Ontem, o PSB levou ao ar um trecho muito contundente de um discurso de Marina. Ao comentar que o PT espalhava por aí que, se eleita, ela vai acabar com o Bolsa Família, a candidata do PSB mandou um recado direto a Dilma, chamando-a pelo nome. Falou fino, porque é de sua natureza, mas falou grosso, com voz embargada e pausa dramática, tudo muito bem encaixado:

“Dilma, você fique ciente. Não vou lhe combater com suas armas; vou lhe combater com a nossa verdade.
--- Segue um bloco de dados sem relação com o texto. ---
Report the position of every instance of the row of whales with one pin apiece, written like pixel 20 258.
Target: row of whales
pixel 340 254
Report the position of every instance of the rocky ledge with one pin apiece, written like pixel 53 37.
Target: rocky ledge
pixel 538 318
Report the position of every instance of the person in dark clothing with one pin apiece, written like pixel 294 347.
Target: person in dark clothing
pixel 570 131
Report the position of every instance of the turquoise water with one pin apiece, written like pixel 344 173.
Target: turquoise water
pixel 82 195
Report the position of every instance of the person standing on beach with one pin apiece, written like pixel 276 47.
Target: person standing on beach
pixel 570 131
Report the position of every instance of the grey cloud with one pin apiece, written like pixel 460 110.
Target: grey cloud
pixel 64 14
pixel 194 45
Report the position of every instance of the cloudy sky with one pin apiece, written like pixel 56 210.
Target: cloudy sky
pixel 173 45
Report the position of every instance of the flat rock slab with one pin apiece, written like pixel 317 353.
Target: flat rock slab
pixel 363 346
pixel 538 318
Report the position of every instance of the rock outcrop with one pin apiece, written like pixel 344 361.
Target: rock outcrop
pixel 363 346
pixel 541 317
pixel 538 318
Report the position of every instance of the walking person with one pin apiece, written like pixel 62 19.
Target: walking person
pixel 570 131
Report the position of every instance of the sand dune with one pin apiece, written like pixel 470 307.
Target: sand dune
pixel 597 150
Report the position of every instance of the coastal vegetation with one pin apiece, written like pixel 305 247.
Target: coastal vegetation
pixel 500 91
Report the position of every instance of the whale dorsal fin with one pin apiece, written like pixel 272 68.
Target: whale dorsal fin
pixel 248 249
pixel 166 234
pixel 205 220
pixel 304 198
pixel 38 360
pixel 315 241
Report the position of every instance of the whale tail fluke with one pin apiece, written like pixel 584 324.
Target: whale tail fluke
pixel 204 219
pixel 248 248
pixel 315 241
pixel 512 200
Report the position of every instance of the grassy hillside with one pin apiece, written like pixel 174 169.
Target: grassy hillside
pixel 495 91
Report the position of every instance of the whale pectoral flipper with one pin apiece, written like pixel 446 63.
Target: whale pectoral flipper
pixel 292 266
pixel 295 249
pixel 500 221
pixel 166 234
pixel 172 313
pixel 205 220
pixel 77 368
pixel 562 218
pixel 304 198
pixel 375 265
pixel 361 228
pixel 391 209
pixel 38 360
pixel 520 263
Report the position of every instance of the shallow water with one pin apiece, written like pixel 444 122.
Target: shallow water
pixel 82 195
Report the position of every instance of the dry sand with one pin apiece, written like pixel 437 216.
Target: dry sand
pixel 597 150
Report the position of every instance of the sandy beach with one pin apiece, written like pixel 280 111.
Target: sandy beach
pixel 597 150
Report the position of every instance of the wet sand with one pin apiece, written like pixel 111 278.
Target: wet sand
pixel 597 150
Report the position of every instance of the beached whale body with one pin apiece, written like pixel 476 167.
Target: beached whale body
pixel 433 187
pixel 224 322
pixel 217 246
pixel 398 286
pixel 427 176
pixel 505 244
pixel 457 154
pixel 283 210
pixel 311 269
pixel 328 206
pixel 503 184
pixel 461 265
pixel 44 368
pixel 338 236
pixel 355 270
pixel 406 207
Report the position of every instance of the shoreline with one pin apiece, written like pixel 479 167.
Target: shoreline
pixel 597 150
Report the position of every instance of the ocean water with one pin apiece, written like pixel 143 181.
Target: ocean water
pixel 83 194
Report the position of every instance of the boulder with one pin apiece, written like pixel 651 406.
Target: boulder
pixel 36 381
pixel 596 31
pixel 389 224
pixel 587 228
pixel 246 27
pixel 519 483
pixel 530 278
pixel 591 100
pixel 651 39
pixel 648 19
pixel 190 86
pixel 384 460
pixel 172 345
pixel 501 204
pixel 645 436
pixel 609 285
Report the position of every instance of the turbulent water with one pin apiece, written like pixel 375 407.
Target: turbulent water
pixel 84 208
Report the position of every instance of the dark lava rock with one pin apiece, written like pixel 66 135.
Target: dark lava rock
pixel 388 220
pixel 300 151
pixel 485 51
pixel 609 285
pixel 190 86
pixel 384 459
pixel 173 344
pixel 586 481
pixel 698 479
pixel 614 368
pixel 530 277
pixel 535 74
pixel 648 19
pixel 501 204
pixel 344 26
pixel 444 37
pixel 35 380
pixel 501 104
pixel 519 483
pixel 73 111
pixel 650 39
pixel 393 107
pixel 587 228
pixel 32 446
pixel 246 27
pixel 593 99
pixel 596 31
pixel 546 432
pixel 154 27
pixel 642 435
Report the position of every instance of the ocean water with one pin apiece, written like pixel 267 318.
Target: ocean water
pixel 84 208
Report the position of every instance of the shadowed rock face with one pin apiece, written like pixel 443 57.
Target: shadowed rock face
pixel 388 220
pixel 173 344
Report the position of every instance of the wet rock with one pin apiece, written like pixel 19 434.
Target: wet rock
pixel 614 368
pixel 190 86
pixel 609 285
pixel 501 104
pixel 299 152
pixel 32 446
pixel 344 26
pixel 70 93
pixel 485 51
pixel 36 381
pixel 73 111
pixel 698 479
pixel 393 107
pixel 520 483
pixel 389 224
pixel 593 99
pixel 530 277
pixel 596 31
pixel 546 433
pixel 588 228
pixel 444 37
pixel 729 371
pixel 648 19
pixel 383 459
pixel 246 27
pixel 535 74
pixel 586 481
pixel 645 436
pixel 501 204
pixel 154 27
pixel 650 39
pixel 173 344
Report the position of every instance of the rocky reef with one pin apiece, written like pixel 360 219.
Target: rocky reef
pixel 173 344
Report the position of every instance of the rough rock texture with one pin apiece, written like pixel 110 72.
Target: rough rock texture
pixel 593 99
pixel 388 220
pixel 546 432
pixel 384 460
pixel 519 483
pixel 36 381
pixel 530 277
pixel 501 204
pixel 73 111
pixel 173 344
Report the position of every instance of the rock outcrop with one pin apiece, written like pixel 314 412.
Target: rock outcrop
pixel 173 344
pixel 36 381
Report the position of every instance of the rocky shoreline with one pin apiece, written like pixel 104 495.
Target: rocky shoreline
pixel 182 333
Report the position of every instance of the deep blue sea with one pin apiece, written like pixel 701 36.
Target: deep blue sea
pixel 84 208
Tudo o que minha mãe tinha para oito filhos era um ovo e um pouco de farinha e sal com umas palhinhas de cebola picadas. Eu me lembro de ter olhado para o meu pai e minha mãe e perguntado: ‘Vocês não vão comer?’ E minha mãe respondeu: ‘Nós não estamos com fome’. Uma criança acreditou naquilo. Mas depois entendi que eles há mais de um dia não comiam”.

A candidata indagou, em seguida, como é que ela poderia, com aquela história, acabar com o Bolsa Família.
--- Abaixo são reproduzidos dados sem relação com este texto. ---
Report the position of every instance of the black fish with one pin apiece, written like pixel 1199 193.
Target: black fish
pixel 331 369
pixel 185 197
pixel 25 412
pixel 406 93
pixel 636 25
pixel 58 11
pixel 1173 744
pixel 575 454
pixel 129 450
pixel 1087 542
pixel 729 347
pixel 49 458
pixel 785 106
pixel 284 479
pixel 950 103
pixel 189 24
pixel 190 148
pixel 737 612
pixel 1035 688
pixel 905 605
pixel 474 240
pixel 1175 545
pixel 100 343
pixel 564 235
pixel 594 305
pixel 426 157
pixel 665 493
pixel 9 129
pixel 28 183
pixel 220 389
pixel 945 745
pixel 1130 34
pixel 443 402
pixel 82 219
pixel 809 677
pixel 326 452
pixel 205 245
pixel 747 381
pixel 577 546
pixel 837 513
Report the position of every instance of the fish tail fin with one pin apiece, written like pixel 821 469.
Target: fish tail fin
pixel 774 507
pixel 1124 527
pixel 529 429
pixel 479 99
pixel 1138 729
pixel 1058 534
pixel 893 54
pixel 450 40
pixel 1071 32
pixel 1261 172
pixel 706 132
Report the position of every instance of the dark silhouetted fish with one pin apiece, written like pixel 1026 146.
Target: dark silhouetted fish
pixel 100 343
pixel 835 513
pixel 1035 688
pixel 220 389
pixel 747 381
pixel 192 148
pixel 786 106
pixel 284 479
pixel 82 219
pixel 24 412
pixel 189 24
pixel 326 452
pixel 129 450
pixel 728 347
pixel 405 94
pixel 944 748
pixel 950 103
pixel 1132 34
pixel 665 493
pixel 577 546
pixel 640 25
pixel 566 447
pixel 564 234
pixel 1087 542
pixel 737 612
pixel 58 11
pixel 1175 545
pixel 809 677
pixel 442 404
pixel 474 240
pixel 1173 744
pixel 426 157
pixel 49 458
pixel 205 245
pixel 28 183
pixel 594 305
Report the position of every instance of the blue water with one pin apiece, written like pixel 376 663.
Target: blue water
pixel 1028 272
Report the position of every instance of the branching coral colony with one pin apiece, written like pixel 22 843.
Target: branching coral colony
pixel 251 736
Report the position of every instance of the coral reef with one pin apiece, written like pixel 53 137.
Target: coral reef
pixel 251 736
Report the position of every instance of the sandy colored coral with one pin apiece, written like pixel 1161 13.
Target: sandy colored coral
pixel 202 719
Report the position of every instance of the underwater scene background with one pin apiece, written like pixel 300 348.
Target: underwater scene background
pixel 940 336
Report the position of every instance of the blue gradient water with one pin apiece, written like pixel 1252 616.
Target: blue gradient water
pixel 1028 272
Pois é… Lula inventou uma categoria que vai ficar na política brasileira por muito tempo: os “Silvas”. É aquela gente que teve uma infância difícil, que lutou contra as vicissitudes da sorte e que venceu, sem esquecer suas origens. Verdade ou mentira, a construção é politicamente poderosa. Acontece que Marina pertence a essa família Silva. Em certa medida, sua história pode ser mais meritória — e meritocrática — do que a do próprio Lula. Afinal, adicionalmente, além de pobre, foi analfabeta por mais tempo do que o chefão petista, é mulher e negra.

Já adverti aqui e volto a fazê-lo: não tentem despertar o poder das vítimas. Os fortes e os brutos não entendem o seu potencial. Talvez Dilma devesse dar um pulinho correndo na Galleria Borghese, em Roma, e olhar aquela que é, para mim, a obra mais impressionante de Caravaggio: Davi segurando a cabeça de Golias (foto no alto). Tudo ali é demasiadamente humano: o ar plácido do mais fraco, que se sagrou vencedor, e a incompreensão que restou no rosto de Golias, o morto. Não há ódio nem sangue. Só um fato. A reprodução não dá conta. Quem puder tem de ver de perto. Mas retomo o fio.

Como construção de personagem e como narrativa a incendiar o imaginário, Marina sabe ser Lula, mas Dilma só sabe ser Dilma, e a personagem, convenham, não desperta grande interesse. Mesmo o aspecto que vendem como heroico de sua trajetória está muito longe da vida do brasileiro comum. É evidente que o PT, na política e, entendo, na lei foi muito além dos limites aceitáveis. Marina está a um passo de se tornar o Davi que ainda vai segurar, com ar piedoso, mas firme, a cabeça de Golias.

O desespero chegou com tal violência nas hostes companheiras que a artilharia pode ter sido usada precocemente. O que mais pretendem usar contra Marina, que seja compreensível para as massas? No segundo turno, caso as duas mulheres realmente cheguem lá, o tempo na TV será o mesmo, e Dilma já terá perdido há muito o troféu fair-play.

Dilma é uma esquerdista que veio das camadas superiores. Como diria Monteiro Lobato, da casa de pobre, ela não conhece nem o trinco — ou a falta de trinco. Lula conserva aquele charme popular, mas ele foi talhado, na medida, ao longo de vinte anos, para atacar tucanos. Assisti ontem ao programa do PT no horário eleitoral: está chato, repetitivo, tentando convencer os brasileiros de que o paraíso é aqui. Tenho certeza de que João Santana se pergunta que diabos ele tem a fazer com todo aquele tempo.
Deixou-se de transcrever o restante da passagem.